As mentioned already, your VO2 Max will measure your body's efficiency of transferring oxygen at the cellular level. Theoretically, this should apply directly to our body’s resilience to the severe effects of COVID-19. This is a measurement you can improve upon through specific breathwork practices like Buteyko breathing, available in our Vagal Toning Breathwork.

  1. Breathe at a normal rate through the nose for a few breaths.
  2. Exhale as you normally do and hold your breath by pinching your nose.
  3. Count the number of seconds you are able to hold before experiencing discomfort.
  4. Begin breathing and if your inhale seems deeper than normal then your count was too long. 
  5. Continue until you find the point where you can hold the breath out for a number of seconds, and begin breathing again at a normal relaxed breath. This count is your BOLT score.

A BOLT Score of anything below 10 is considered very unhealthy breathing, between 10-20 is Okay to good, and above 20 is considered healthy.  We want to strive from 40 to be in a state of very healthy breathing.

 

Vagal Toning Breathwork®

Whether one has a compromised immune or respiratory system due to stress, or not, we can use breathing practices to improve the health of these systems. For someone with apnea, asthma, or other chronic diseases which compromise the immune or respiratory system controlled breathing practices (pranayama) is a simple, free and universally available option for improved health.

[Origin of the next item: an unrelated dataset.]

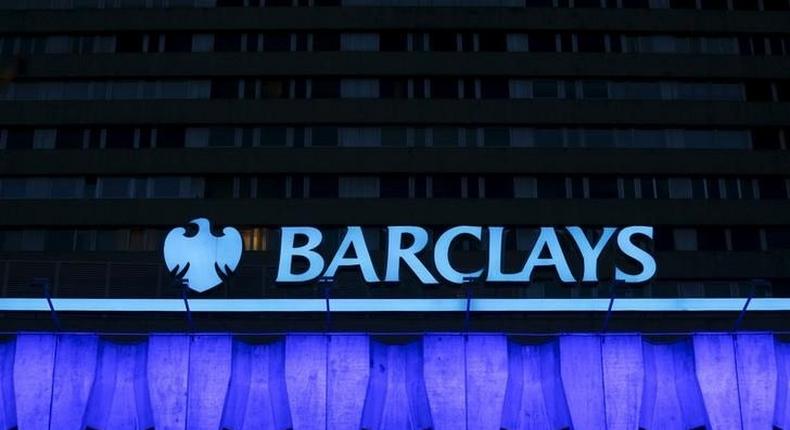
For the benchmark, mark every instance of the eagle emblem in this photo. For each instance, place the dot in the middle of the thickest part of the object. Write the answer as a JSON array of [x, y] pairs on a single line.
[[201, 259]]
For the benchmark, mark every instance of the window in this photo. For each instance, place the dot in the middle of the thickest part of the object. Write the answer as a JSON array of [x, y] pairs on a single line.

We developed Vagal Toning Breathwork® (VTB) as a practice that can incorporate a multitude of specific breathwork benefits into a single application in a short amount of time, typically only 10-20 minute a day. This is what we offer all our students as a daily practice to reverse engineer the damage stress has caused on our lives, and to bring ourselves back into optimal health and well-being at the energetic/cellular level. You can learn more about it and find a free version on our homepage by subscribing to our free minicourse. Or if you want the full experience of the benefits of breathwork, you can join our online course Transcendnetal Breathwork here.

Benefits we can receive from Vagal Toning Breathwork that directly relate to COVID-19:

  • Management over stress and anxiety and bringing our ANS into balance
  • Increased Nitric Oxide levels, thereby potentially inhibiting the reproduction cycles of SARS-Coronavirus
  • Better breathing, which opens up our nasal passageway and reduces the harmful effects of mouth breathing and apnea
  • Improved respiratory function and lung strength
  • Increased BOLT score which increases VO2 max 

Suggestions to prevent the spread and strengthen your resilience to Coronavirus:

  • Breathe through your nose only, especially in public places. Try not to talk in crowded areas like the grocery store.
  • Tape your mouth at night. Yes, this is a common practice.
  • Do breathing exercises for 
    • Reducing stress, 
    • Strengthening the immune system & 
    • Strengthening the respiratory system
    • Building NO.
  • Do cold therapy (we will talk about this more in part 2.)

Brian Assam is a certified breathwork facilitator, kundalini and vinyasa yoga instructor. Along with his partner Alecia Heimes, we run Breathe and Believe and mentor people to well-being, peak performance and optimal health through breathwork and mindfulness. We have hosted hundreds of events to thousands of people on the transformational, healing and empowering powers of breathwork and the mind-body-energy connection. We are not doctors nor medical professionals. These statements have not been approved by the FDA, and in no way should be seen as a cure or overall prevention from viruses such as SARS, Coronavirus, other viruses or chronic disease.